Une pandémie révèle les risques de dépendance technologique de l'UE

La pandémie de coronavirus a mis en évidence la dépendance technologique de l'Union européenne vis-à-vis des pays tiers dans des domaines tels que l'intelligence artificielle, un manque de souveraineté numérique qui entraîne des risques liés à la cybersécurité ou à la vie privée, avertissent les chercheurs européens.
Le rapport du Centre commun de recherche de l'UE intitulé « Intelligence artificielle (IA) et transformation numérique : les premières leçons de la crise du COVID-19 » met en garde contre ces dangers et invite les 27 États membres de l'UE à étudier la question.
Le document soutient que le manque de « souveraineté numérique » comporte deux aspects qui devraient être analysés par l'UE : l'utilisation accrue de l'intelligence artificielle pour perpétrer des cyber-attaques et la « dépendance à l'égard des plateformes non européennes ».
« La souveraineté numérique et des données doit également inclure cette couche technologique. S'inquiéter de la propriété étrangère des structures physiques plutôt que des différentes couches de ces plates-formes laisserait un grand trou de sécurité », souligne le centre.

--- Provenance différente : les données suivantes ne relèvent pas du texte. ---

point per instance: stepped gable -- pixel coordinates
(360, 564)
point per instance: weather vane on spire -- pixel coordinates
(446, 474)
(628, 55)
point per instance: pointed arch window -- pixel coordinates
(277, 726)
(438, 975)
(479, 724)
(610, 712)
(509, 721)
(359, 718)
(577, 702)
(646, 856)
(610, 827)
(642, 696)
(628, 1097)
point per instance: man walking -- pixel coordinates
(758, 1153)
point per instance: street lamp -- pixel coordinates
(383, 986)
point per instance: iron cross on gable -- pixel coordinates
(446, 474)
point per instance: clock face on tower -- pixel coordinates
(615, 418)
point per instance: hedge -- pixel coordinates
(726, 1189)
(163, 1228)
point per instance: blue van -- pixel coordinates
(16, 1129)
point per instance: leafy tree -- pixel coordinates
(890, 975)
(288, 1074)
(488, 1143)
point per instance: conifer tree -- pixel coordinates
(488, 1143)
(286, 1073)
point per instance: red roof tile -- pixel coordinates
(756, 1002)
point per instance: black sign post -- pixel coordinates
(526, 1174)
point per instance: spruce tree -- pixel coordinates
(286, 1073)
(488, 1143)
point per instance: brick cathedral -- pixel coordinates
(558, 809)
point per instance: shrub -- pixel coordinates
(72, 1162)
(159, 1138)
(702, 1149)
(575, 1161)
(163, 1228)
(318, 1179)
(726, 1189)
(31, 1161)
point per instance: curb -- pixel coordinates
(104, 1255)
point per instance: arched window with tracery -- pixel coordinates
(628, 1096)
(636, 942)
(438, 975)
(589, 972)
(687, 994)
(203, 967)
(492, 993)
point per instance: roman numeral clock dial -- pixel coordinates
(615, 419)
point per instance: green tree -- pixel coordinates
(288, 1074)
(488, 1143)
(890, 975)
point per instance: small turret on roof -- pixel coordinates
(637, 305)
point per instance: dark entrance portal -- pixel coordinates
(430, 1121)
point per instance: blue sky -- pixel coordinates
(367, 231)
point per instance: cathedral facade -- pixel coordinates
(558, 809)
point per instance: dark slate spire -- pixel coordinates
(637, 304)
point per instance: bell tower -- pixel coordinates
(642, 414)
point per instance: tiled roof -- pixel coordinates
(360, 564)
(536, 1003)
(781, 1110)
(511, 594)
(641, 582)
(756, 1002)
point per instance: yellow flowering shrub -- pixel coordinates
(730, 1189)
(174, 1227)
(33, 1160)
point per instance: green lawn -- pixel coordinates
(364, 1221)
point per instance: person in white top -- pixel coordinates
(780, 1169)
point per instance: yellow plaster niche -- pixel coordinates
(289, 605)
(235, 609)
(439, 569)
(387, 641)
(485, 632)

En ce sens, le groupe d'experts souligne qu'une politique de souveraineté technologique doit « inclure les applications logicielles », surtout si l'on considère que la « grande majorité » des programmes et solutions utilisés pendant la pandémie « sont américains et chinois ».
Il est donc « primordial de renforcer » leur présence dans de tels services, comme la vidéoconférence, qui ont connu, pendant la crise sanitaire, une « grande accélération » due à une demande accrue.
Le rapport souligne également la nécessité d'un positionnement rapide dans le domaine de l'intelligence artificielle, qui « n'est pas encore une technologie révolutionnaire pour la cybersécurité », mais les prévisions indiquent qu'elle le sera dans « quelques années seulement ».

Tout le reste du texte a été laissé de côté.